The unusual single story building, which bares very visible scars from the Bath blitz in 1942, had until recently acted as home to a local charity. The Bath stone façade is still riddled with pock-marks from shrapnel damage sustained during the Luftwaffe bombing raid and parts of the building retain a “patched up” appearance following hasty repairs after the raids.
Following a planning application process managed by Iesis, consent for the redevelopment plans were received in early June. Under the terms of the planning consent, the historic bomb damaged façade will be retained to form the ground floor of a new commercial unit, with three new floors built above, faced in Bath stone.
Iesis, a multi-disciplinary property consultancy with roots in the Bristol and Bath area have now been retained to act as Project Managers, Quantity Surveyor and Employer’s Agent, as well as Structural Engineers for the rejuvenation of this important, historical landmark in the heart of Bath. The Iesis team brings extensive experience on projects of historical nature including the National Gallery, St Paul’s Cathedral Crypt and the Royal Institution.
The unique World Heritage context of Bath is something Iesis is well-equipped for, having over 20 years of experience of managing development projects in the Bath area, including the redevelopment of 1 – 4 Canal Bridge and Widcombe Social Club, together with Piccadilly Place on London Road, the main thoroughfare leading into the Georgian city centre.
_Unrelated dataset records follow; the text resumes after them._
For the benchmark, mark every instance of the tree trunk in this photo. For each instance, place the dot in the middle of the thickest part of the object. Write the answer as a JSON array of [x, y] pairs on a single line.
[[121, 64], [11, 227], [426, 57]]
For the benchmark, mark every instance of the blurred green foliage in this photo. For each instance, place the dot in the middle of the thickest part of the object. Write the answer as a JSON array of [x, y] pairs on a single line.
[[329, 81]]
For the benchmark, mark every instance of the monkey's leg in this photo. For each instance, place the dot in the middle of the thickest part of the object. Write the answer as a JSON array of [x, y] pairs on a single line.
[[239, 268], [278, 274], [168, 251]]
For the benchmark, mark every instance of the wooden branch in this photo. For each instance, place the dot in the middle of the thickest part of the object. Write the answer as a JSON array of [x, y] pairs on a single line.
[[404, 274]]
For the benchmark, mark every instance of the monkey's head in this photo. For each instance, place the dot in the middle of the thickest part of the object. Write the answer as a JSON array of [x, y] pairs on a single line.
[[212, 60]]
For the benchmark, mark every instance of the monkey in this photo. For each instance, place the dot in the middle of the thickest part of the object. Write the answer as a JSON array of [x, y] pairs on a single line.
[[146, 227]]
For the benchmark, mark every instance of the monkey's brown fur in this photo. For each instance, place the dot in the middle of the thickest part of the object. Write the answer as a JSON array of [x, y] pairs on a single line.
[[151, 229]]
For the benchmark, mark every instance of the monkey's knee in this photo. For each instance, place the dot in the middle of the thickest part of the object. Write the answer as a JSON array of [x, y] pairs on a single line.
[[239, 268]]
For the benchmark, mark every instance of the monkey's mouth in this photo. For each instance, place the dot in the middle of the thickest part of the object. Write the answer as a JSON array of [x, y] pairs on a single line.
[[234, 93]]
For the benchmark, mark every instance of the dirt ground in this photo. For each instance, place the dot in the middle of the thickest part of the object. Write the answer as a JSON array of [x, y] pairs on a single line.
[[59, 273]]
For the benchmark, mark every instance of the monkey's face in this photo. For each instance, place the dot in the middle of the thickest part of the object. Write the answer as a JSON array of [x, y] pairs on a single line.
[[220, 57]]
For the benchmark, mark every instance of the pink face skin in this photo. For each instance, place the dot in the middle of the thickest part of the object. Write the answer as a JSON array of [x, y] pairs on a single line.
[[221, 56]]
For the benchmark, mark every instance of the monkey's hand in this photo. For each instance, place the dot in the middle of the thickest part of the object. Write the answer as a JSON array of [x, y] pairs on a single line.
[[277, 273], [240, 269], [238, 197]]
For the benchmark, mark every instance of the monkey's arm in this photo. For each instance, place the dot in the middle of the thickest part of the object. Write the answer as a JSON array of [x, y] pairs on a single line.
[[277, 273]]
Iesis’ Managing Director, Iestyn Lewis said “We are delighted to have achieved planning permission for James St West and to be retained to lead on delivering this challenging project. The plans have been three years in formation and significant consultation has been undertaken with Bath & North East Somerset Council and English Heritage, both from an architectural and delivery perspective to ensure the development will enhance the local environment. Having myself lived in Bath for many years, I’m acutely aware of the importance of the bomb damaged frontage of this building, which is why it is being retained to form the ground floor of the development. I’m sure a lot of people might not be aware of the building’s significance, and as part of the redevelopment plans we hope to raise awareness of the building’s history with regard to the Bath Blitz.”
The redeveloped building will provide commercial space on the ground floor, behind the preserved historic bomb-scarred façade, with the upper floors providing 78 student rooms, aimed primarily at post-graduate and international students. Work on the development will commence in July of this year and is due for completion in September 2016.